The Imaging of Brain Anomalies in Super Heroes (I-BASH) study

Motivation

With the substantial increase in the rise of genetically and environmentally enhanced humans with altruistic tendencies (known colloquially as “super heroes”), there is an urgent need to identify and characterise physiological differences between this group and the normal non-super population, in order to better identify these individuals at an early stage before the onset of their powers.

When identified at this stage, they are more likely to receive proper training and guidance so as to fine tune their powers. Biomarkers, and specifically those derived from imaging modalities, have shown great promise in identifying subtle early changes in this population. In particular brain imaging techniques can show if certain areas of the brain are increased in size, which might help explain such phenomenon as extraordinarily fast reaction times, telepathy, and rapid healing.

The Imaging of Brain Anomalies in Super Heroes study, or I-BASH, is a multicentre cohort of individuals with these powers as well as close family members or siblings without enhancement, who serve as a natural control group. Additional substudies will look at various physiological phenotyping of physical attributes, as well as a separate arm looking at differences between these groups and an enhanced group with sociopathic tendencies (otherwise known as “super villains”), but at the moment recruitment for this arm tends to be quite low.

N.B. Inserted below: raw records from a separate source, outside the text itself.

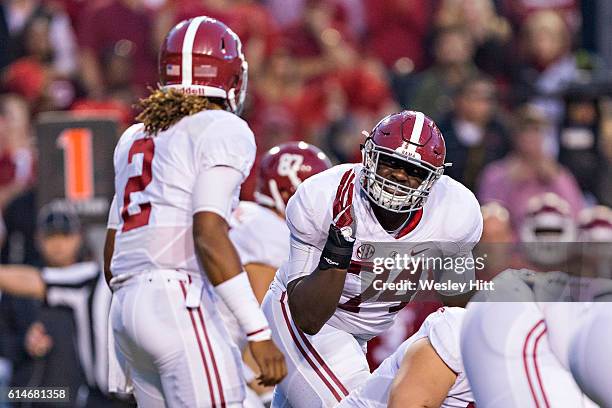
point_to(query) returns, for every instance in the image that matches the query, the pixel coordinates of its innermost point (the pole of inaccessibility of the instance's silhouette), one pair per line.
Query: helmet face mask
(202, 56)
(391, 195)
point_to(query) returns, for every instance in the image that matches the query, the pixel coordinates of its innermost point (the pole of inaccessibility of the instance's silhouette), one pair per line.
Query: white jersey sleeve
(225, 182)
(157, 187)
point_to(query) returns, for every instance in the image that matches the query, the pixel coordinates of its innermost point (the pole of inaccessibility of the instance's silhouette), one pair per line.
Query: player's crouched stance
(538, 339)
(320, 307)
(177, 177)
(425, 371)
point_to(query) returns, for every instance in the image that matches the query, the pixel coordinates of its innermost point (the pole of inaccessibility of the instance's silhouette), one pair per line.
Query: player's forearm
(23, 281)
(314, 298)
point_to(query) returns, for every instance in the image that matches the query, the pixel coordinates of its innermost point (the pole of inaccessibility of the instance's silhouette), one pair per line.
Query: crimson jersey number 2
(146, 147)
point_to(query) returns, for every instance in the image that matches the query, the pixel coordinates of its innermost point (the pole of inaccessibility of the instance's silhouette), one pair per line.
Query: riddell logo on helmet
(405, 150)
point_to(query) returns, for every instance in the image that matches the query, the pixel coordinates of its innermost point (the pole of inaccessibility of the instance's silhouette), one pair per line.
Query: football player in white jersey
(259, 232)
(177, 179)
(322, 305)
(516, 347)
(425, 371)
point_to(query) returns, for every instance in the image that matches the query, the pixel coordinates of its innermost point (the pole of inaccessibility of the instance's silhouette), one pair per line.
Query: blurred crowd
(523, 103)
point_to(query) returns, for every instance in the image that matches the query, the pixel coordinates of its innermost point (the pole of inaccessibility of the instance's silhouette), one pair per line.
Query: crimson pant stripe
(526, 364)
(535, 363)
(304, 353)
(190, 312)
(318, 357)
(212, 355)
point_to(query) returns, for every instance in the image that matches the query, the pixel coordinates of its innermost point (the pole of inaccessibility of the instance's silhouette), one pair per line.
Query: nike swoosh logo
(329, 261)
(413, 253)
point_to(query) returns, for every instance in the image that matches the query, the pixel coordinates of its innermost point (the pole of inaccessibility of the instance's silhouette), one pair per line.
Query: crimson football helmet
(409, 137)
(283, 168)
(547, 230)
(203, 56)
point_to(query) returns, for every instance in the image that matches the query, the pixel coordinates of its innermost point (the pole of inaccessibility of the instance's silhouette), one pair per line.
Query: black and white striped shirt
(81, 287)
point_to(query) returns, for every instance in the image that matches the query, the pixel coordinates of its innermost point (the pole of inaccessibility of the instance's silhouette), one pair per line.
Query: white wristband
(240, 300)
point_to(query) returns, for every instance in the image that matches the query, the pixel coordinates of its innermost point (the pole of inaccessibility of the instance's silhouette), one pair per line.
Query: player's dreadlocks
(163, 108)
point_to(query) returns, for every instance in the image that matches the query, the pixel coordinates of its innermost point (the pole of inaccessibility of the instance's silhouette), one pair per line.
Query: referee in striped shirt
(68, 281)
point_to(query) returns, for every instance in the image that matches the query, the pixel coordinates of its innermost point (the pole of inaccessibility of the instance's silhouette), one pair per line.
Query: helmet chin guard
(390, 195)
(202, 56)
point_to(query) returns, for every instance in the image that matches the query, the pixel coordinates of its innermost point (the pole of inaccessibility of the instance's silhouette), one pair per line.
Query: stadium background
(320, 71)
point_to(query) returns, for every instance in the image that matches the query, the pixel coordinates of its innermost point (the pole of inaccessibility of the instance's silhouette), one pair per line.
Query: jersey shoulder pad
(450, 198)
(443, 329)
(260, 236)
(309, 211)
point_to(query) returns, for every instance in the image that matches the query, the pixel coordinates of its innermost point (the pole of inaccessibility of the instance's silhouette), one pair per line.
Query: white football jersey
(259, 235)
(442, 329)
(450, 215)
(564, 300)
(154, 182)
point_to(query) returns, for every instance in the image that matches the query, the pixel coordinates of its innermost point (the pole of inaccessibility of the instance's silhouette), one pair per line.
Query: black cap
(58, 217)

One particular issue is with regards to the sensitive nature of these individuals participating in this study. Many individuals use a public persona in order to protect their actual identity and the identity of their family members. If this protected health information were to be released, such that their participation in this study was linked to their actual identity, this could put these individuals and family members at incredible risk.

As a result, proper control of protected health information (PHI) is incredibly important for this study. One particularly thorny data protection issue is that the high resolution MRI data can allow three-dimensional rendering of superheroes without their masks on, thus potentially allowing identification of these individuals from the publicly available release of these databases. Thus stripping away facial information from these images would be a worthwhile step to protect participants’ identity.

However, these algorithms often can have an impact on the subsequent analysis methods that are used to obtain imaging biomarkers. Understanding if there is a substantial change in the data as a result of enhanced de-identification processes is critical.

Methods Imaging

All individuals gave informed consent and underwent an imaging study on a 3T scanner at their local site. Individuals with contraindications to MRI (including adamantium-laced skeletons) were excluded from this study. The acquisition protocol consists of a volumetric T1-weighted scan, volumetric T2-weighted scans, diffusion weighted imaging, resting state fMRI, and arterial spin labelling.

Project Remit

A small amount of pilot data was acquired from the three key sites (Metropolis General Hospital, Avengers HQ Medical Centre, and Professor Charles Xavier School for the Gifted).

Your objective is to do the following:

Ensure that the DICOM metadata is properly de-identified before archiving into the I-BASH XNAT database
Setup automation so that conversion of DICOM to Nifti and FastSurfer, a deep learning implementation of FreeSurfer, is run on the T1 scans upon archiving.
Setup defacing algorithm and determine if there is any effect on FastSurfer results before and after defacing.
If time - test a different defacing algorithm to compare the ability to preserve the results.